Why Can't You Take Photos In The Voting Booth? Fight The Itch To Take A Pic On Nov. 6
You might want to think about leaving your phone at home when you head out to vote in November; taking pics at your polling place could land you in jail, depending on where you live. So, why can't you take photos in the voting booth? Well, here's what you need to know before the midterms roll around next month.
There are many reasons why taking a photo inside the voting booth can cause problems. These laws were put into place to keep people from intimidating voters or participating in vote bribery, according to USA Today. It also preserves the integrity of the voting process. “I imagine it’s tempting to show others how you voted, but it is contrary to a theory of democratic government that recognizes the need to safeguard votes for unpopular candidates,” Marc Rotenberg, executive director of the Electronic Privacy Information Center, told HuffPost.
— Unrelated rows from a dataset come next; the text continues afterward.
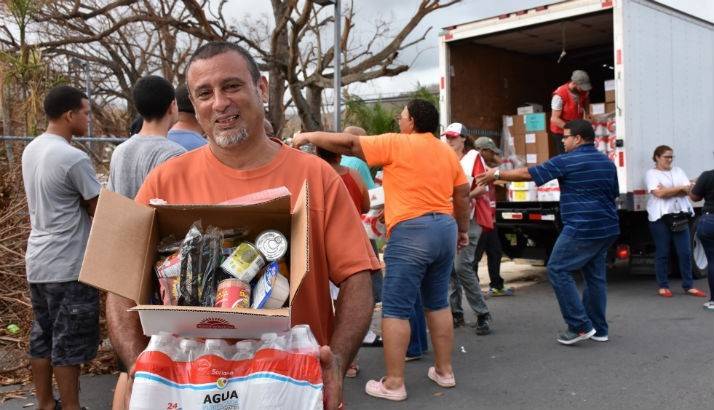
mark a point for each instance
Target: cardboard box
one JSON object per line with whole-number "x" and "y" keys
{"x": 121, "y": 253}
{"x": 515, "y": 124}
{"x": 549, "y": 192}
{"x": 529, "y": 108}
{"x": 610, "y": 91}
{"x": 597, "y": 108}
{"x": 522, "y": 192}
{"x": 535, "y": 122}
{"x": 538, "y": 147}
{"x": 519, "y": 143}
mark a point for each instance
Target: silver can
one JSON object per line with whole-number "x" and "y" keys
{"x": 272, "y": 244}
Taking voting selfies, or taking pics of your voting ballot, falls into a very gray area. Some states allow it, while others deem it illegal. A recent study from the Associated Press, as reported by Vox, noted that it is legal to take a photo with a ballot in 21 states including Washington, D.C.
For instance, California passed a law after the 2016 primary elections, allowing pictures within the voting booth. A memo from the office California Secretary of State Alex Padilla said:
A voter may now take a photograph of their ballot (a "ballot selfie") and share it on social media. While "ballot selfies" are now allowed under California law, elections officials and poll workers will still need to exercise their discretion as to whether "ballot selfies" cause disruptions requiring a response.
In at least 16 other states, however, it remains illegal, and can get you a fine or even jail time, according to Vox.
It's easy to see why some states would allow voting selfies; it's a means to get excited about the process and hopefully bring more people to the polls. It makes sense in a world where everything else is documented on social media in real time.
In contrast, the state of Tennessee has strict rules against so-called voting (or ballot) selfies for 2018, according to CNN. Each selfie violation will be tried on its own merit, so consequences can vary. But, most commonly, a fine will be levied if deemed necessary, according to The Nashville Scene.
During the 2017 presidential election, Justin Timberlake famously posted a voting selfie on Instagram, which garnered tons of attention from both fans and the media. He was unaware that such a photo was illegal in his home state of Tennessee, according to CNN. The post has since been deleted. Note: Don't make the same mistake as Justin Timberlake. Check out your state's stance on photos first.
Proponents for the no-selfie law think that it helps even the playing field and allows voters to make their own choices without intimidation or influence. Allowing people to show a marked ballot opens up a world of problems including compromised voting, New Hampshire Secretary of State Bill Gardner told NPR. "If somebody wants to go out and say that they voted for this person or that person they can do it. They can do it, but that ballot is sacred," Gardner told NPR.
For a full list of rules and regulations in your state visit Vote.org for more information.
So, if you're in the booth come Nov. 6 and have an itch to take pic, think before you do. Because your next social media post might get you in some hot water.